Before, her conviction had been a thing that was merely of service to the Stallworth family, but now it had become a matter of necessity. Judge Stallworth did not look at the defendant, he remembered her well enough from the arraignment. He had no further curiosity for the woman who had so charmed his son-in-law, and no compunction either.
The case was announced, the prosecution rose on its bandy legs and declared that the state was ready to prove that Maggie Kizer had been an accessory to the crime that had deprived an unexceptionable citizen of his invaluable life.
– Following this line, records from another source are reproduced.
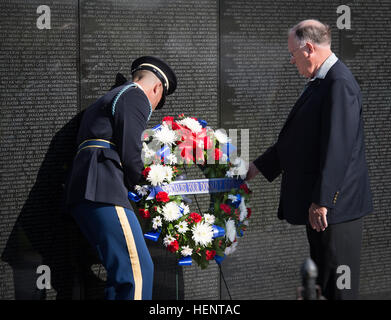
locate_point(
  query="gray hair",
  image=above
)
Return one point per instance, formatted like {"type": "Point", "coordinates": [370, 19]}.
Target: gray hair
{"type": "Point", "coordinates": [312, 31]}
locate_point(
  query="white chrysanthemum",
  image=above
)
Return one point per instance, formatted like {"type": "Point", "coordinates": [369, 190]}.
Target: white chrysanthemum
{"type": "Point", "coordinates": [232, 197]}
{"type": "Point", "coordinates": [165, 135]}
{"type": "Point", "coordinates": [186, 251]}
{"type": "Point", "coordinates": [208, 218]}
{"type": "Point", "coordinates": [231, 249]}
{"type": "Point", "coordinates": [168, 239]}
{"type": "Point", "coordinates": [230, 173]}
{"type": "Point", "coordinates": [148, 152]}
{"type": "Point", "coordinates": [142, 191]}
{"type": "Point", "coordinates": [172, 159]}
{"type": "Point", "coordinates": [243, 210]}
{"type": "Point", "coordinates": [171, 211]}
{"type": "Point", "coordinates": [230, 230]}
{"type": "Point", "coordinates": [182, 227]}
{"type": "Point", "coordinates": [185, 208]}
{"type": "Point", "coordinates": [202, 233]}
{"type": "Point", "coordinates": [157, 222]}
{"type": "Point", "coordinates": [168, 173]}
{"type": "Point", "coordinates": [157, 174]}
{"type": "Point", "coordinates": [221, 136]}
{"type": "Point", "coordinates": [192, 124]}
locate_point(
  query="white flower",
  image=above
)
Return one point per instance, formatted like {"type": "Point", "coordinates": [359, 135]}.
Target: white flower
{"type": "Point", "coordinates": [230, 230]}
{"type": "Point", "coordinates": [171, 211]}
{"type": "Point", "coordinates": [148, 153]}
{"type": "Point", "coordinates": [172, 159]}
{"type": "Point", "coordinates": [165, 135]}
{"type": "Point", "coordinates": [232, 197]}
{"type": "Point", "coordinates": [192, 124]}
{"type": "Point", "coordinates": [208, 218]}
{"type": "Point", "coordinates": [231, 249]}
{"type": "Point", "coordinates": [168, 173]}
{"type": "Point", "coordinates": [185, 208]}
{"type": "Point", "coordinates": [221, 136]}
{"type": "Point", "coordinates": [202, 233]}
{"type": "Point", "coordinates": [243, 210]}
{"type": "Point", "coordinates": [157, 174]}
{"type": "Point", "coordinates": [230, 173]}
{"type": "Point", "coordinates": [168, 239]}
{"type": "Point", "coordinates": [182, 227]}
{"type": "Point", "coordinates": [186, 251]}
{"type": "Point", "coordinates": [156, 222]}
{"type": "Point", "coordinates": [142, 191]}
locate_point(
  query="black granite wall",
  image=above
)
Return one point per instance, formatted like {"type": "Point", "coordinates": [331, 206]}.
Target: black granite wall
{"type": "Point", "coordinates": [233, 68]}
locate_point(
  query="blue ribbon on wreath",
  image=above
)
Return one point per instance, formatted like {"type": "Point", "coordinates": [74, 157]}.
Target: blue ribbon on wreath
{"type": "Point", "coordinates": [153, 192]}
{"type": "Point", "coordinates": [134, 196]}
{"type": "Point", "coordinates": [218, 231]}
{"type": "Point", "coordinates": [163, 152]}
{"type": "Point", "coordinates": [219, 259]}
{"type": "Point", "coordinates": [185, 261]}
{"type": "Point", "coordinates": [152, 235]}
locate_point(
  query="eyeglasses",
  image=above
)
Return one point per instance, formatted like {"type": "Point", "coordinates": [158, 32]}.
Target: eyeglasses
{"type": "Point", "coordinates": [292, 53]}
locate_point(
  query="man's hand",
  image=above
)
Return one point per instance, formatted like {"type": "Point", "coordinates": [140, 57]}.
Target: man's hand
{"type": "Point", "coordinates": [252, 171]}
{"type": "Point", "coordinates": [317, 217]}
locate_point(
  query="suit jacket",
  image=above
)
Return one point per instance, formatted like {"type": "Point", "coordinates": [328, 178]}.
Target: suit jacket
{"type": "Point", "coordinates": [320, 152]}
{"type": "Point", "coordinates": [106, 175]}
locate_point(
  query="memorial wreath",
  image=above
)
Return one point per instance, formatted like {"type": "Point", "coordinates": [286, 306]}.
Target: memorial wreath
{"type": "Point", "coordinates": [162, 200]}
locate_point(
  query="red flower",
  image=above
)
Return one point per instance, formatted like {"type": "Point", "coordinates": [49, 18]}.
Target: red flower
{"type": "Point", "coordinates": [210, 254]}
{"type": "Point", "coordinates": [173, 246]}
{"type": "Point", "coordinates": [144, 213]}
{"type": "Point", "coordinates": [207, 143]}
{"type": "Point", "coordinates": [245, 188]}
{"type": "Point", "coordinates": [162, 197]}
{"type": "Point", "coordinates": [218, 154]}
{"type": "Point", "coordinates": [168, 119]}
{"type": "Point", "coordinates": [225, 207]}
{"type": "Point", "coordinates": [195, 217]}
{"type": "Point", "coordinates": [146, 172]}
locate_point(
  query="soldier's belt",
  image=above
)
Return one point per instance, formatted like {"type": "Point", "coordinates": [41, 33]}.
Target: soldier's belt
{"type": "Point", "coordinates": [96, 143]}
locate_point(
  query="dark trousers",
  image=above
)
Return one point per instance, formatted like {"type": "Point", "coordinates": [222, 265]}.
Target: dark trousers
{"type": "Point", "coordinates": [336, 253]}
{"type": "Point", "coordinates": [116, 234]}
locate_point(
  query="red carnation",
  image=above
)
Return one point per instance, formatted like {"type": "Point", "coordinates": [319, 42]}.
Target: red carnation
{"type": "Point", "coordinates": [144, 213]}
{"type": "Point", "coordinates": [207, 143]}
{"type": "Point", "coordinates": [225, 207]}
{"type": "Point", "coordinates": [173, 246]}
{"type": "Point", "coordinates": [245, 188]}
{"type": "Point", "coordinates": [218, 154]}
{"type": "Point", "coordinates": [210, 254]}
{"type": "Point", "coordinates": [146, 172]}
{"type": "Point", "coordinates": [162, 197]}
{"type": "Point", "coordinates": [168, 119]}
{"type": "Point", "coordinates": [195, 217]}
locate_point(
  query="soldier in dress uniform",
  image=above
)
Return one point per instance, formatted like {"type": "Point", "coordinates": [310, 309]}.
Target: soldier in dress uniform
{"type": "Point", "coordinates": [107, 164]}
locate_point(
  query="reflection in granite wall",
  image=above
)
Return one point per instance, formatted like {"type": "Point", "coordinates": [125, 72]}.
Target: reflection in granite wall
{"type": "Point", "coordinates": [233, 68]}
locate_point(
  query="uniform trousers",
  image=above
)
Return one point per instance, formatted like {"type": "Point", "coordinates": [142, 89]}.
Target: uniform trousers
{"type": "Point", "coordinates": [336, 253]}
{"type": "Point", "coordinates": [116, 235]}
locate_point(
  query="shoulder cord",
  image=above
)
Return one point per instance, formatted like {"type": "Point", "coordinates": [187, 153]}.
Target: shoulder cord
{"type": "Point", "coordinates": [132, 85]}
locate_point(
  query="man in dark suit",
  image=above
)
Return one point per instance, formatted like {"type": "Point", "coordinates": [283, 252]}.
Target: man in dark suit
{"type": "Point", "coordinates": [107, 164]}
{"type": "Point", "coordinates": [320, 154]}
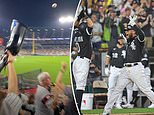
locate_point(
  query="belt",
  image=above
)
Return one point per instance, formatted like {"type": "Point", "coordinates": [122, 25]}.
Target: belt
{"type": "Point", "coordinates": [130, 64]}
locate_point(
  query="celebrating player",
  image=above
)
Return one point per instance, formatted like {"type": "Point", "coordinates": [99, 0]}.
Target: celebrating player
{"type": "Point", "coordinates": [115, 57]}
{"type": "Point", "coordinates": [81, 40]}
{"type": "Point", "coordinates": [135, 44]}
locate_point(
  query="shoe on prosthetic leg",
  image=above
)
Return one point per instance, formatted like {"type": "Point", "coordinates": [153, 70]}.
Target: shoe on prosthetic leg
{"type": "Point", "coordinates": [78, 96]}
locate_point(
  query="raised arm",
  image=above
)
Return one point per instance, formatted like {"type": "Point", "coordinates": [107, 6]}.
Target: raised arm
{"type": "Point", "coordinates": [59, 82]}
{"type": "Point", "coordinates": [12, 77]}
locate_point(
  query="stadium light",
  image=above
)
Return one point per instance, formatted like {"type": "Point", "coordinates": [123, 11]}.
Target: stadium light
{"type": "Point", "coordinates": [66, 19]}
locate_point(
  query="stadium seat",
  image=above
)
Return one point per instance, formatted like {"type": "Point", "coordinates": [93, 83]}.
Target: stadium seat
{"type": "Point", "coordinates": [100, 93]}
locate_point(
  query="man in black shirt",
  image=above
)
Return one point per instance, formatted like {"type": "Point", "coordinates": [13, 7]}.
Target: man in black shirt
{"type": "Point", "coordinates": [125, 20]}
{"type": "Point", "coordinates": [82, 42]}
{"type": "Point", "coordinates": [115, 57]}
{"type": "Point", "coordinates": [133, 68]}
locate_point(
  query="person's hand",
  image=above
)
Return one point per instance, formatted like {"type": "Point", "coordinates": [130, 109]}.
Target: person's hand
{"type": "Point", "coordinates": [81, 15]}
{"type": "Point", "coordinates": [132, 20]}
{"type": "Point", "coordinates": [63, 66]}
{"type": "Point", "coordinates": [10, 57]}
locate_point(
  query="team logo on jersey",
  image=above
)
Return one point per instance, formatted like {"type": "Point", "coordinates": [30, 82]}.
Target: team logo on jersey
{"type": "Point", "coordinates": [123, 53]}
{"type": "Point", "coordinates": [133, 46]}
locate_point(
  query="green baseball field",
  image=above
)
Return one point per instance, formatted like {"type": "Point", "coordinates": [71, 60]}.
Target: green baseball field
{"type": "Point", "coordinates": [51, 64]}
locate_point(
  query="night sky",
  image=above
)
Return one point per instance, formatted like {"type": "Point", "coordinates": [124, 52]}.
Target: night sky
{"type": "Point", "coordinates": [35, 13]}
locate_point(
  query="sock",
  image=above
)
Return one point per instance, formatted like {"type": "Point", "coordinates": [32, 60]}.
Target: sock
{"type": "Point", "coordinates": [78, 95]}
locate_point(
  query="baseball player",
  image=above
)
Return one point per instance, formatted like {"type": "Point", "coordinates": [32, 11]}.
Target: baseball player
{"type": "Point", "coordinates": [82, 41]}
{"type": "Point", "coordinates": [115, 57]}
{"type": "Point", "coordinates": [132, 89]}
{"type": "Point", "coordinates": [133, 68]}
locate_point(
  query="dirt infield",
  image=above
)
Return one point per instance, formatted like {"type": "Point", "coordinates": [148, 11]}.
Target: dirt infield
{"type": "Point", "coordinates": [125, 114]}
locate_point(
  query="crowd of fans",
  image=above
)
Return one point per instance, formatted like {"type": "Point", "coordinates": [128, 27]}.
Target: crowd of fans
{"type": "Point", "coordinates": [49, 98]}
{"type": "Point", "coordinates": [113, 19]}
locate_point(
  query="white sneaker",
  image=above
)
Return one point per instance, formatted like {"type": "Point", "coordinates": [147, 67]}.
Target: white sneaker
{"type": "Point", "coordinates": [151, 106]}
{"type": "Point", "coordinates": [118, 106]}
{"type": "Point", "coordinates": [128, 106]}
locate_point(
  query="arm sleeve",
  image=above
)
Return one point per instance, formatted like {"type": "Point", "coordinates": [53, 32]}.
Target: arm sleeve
{"type": "Point", "coordinates": [140, 33]}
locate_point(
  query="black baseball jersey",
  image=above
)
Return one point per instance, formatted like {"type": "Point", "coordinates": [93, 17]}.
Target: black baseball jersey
{"type": "Point", "coordinates": [117, 56]}
{"type": "Point", "coordinates": [124, 24]}
{"type": "Point", "coordinates": [145, 58]}
{"type": "Point", "coordinates": [82, 40]}
{"type": "Point", "coordinates": [135, 47]}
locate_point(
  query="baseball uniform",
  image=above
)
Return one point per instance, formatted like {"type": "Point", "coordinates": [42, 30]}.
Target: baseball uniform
{"type": "Point", "coordinates": [116, 56]}
{"type": "Point", "coordinates": [132, 71]}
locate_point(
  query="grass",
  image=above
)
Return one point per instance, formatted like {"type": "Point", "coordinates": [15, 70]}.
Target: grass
{"type": "Point", "coordinates": [51, 64]}
{"type": "Point", "coordinates": [120, 111]}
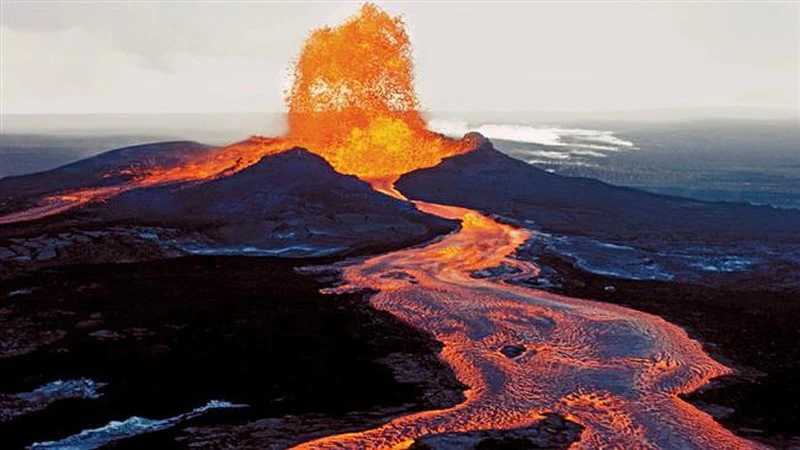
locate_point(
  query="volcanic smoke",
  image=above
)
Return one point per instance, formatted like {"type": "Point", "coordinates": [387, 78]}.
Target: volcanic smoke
{"type": "Point", "coordinates": [617, 372]}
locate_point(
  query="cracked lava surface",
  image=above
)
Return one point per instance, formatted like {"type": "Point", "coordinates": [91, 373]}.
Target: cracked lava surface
{"type": "Point", "coordinates": [616, 371]}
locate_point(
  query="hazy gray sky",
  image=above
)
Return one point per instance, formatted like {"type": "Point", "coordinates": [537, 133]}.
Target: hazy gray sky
{"type": "Point", "coordinates": [180, 56]}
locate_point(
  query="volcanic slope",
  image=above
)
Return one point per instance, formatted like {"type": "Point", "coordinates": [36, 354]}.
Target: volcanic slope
{"type": "Point", "coordinates": [490, 181]}
{"type": "Point", "coordinates": [104, 171]}
{"type": "Point", "coordinates": [288, 204]}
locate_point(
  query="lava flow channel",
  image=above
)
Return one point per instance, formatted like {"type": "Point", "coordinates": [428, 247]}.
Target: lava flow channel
{"type": "Point", "coordinates": [616, 371]}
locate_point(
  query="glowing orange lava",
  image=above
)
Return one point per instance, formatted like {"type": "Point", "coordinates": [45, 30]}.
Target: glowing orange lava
{"type": "Point", "coordinates": [352, 102]}
{"type": "Point", "coordinates": [616, 371]}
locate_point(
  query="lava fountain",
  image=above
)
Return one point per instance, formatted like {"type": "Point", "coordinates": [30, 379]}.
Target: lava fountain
{"type": "Point", "coordinates": [616, 371]}
{"type": "Point", "coordinates": [352, 103]}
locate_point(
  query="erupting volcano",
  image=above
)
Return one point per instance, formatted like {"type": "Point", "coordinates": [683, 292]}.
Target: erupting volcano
{"type": "Point", "coordinates": [616, 372]}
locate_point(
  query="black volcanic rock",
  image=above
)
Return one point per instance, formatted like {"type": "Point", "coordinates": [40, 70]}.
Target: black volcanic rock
{"type": "Point", "coordinates": [493, 182]}
{"type": "Point", "coordinates": [288, 204]}
{"type": "Point", "coordinates": [512, 350]}
{"type": "Point", "coordinates": [106, 169]}
{"type": "Point", "coordinates": [293, 199]}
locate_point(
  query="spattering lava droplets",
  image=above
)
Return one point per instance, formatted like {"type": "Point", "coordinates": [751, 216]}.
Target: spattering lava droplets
{"type": "Point", "coordinates": [618, 372]}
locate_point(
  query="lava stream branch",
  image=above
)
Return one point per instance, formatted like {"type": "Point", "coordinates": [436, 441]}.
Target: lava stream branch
{"type": "Point", "coordinates": [616, 371]}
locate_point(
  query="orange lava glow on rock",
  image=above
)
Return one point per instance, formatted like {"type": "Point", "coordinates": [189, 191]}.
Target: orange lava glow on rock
{"type": "Point", "coordinates": [352, 103]}
{"type": "Point", "coordinates": [616, 371]}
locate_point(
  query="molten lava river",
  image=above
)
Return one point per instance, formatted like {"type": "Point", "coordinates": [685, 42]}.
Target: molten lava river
{"type": "Point", "coordinates": [616, 371]}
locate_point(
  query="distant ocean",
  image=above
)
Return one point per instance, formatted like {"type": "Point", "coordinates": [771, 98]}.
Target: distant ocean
{"type": "Point", "coordinates": [752, 161]}
{"type": "Point", "coordinates": [756, 162]}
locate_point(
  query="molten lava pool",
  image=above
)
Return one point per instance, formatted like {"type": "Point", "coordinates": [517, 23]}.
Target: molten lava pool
{"type": "Point", "coordinates": [616, 371]}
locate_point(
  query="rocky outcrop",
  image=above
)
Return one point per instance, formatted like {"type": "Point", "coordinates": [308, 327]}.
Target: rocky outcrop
{"type": "Point", "coordinates": [495, 183]}
{"type": "Point", "coordinates": [553, 432]}
{"type": "Point", "coordinates": [288, 204]}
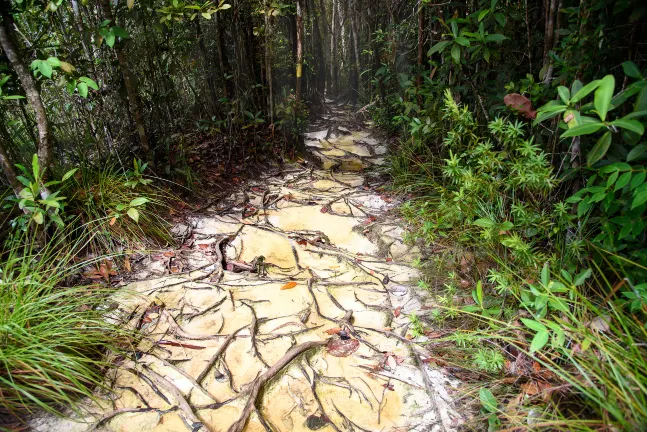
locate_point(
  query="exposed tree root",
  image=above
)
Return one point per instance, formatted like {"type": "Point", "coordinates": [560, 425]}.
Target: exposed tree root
{"type": "Point", "coordinates": [255, 386]}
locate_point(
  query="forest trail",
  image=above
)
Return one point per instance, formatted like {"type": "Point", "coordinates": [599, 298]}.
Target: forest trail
{"type": "Point", "coordinates": [247, 335]}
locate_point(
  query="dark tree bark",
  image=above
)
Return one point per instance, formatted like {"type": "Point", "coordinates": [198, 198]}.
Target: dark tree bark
{"type": "Point", "coordinates": [299, 42]}
{"type": "Point", "coordinates": [131, 88]}
{"type": "Point", "coordinates": [10, 48]}
{"type": "Point", "coordinates": [7, 168]}
{"type": "Point", "coordinates": [421, 46]}
{"type": "Point", "coordinates": [268, 64]}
During this brief perfunctory harangue, Maggie Kizer sat immobile and expressionless beside her state-appointed attorney.
Rather than this speech, the jury had made Maggie Kizer its study—a process accompanied by some few whispers, giggles, low-voiced observations, and eye-rollings; which all amounted to a cautious solicitude on account of her beauty and bearing.
The judge, seeing that the jury was inattendant to the prosecutor’s speech, urged him on sarcastically: “Yes, yes, the man is quite dead, and we are all inconsolable mourners of his inestimable soul.”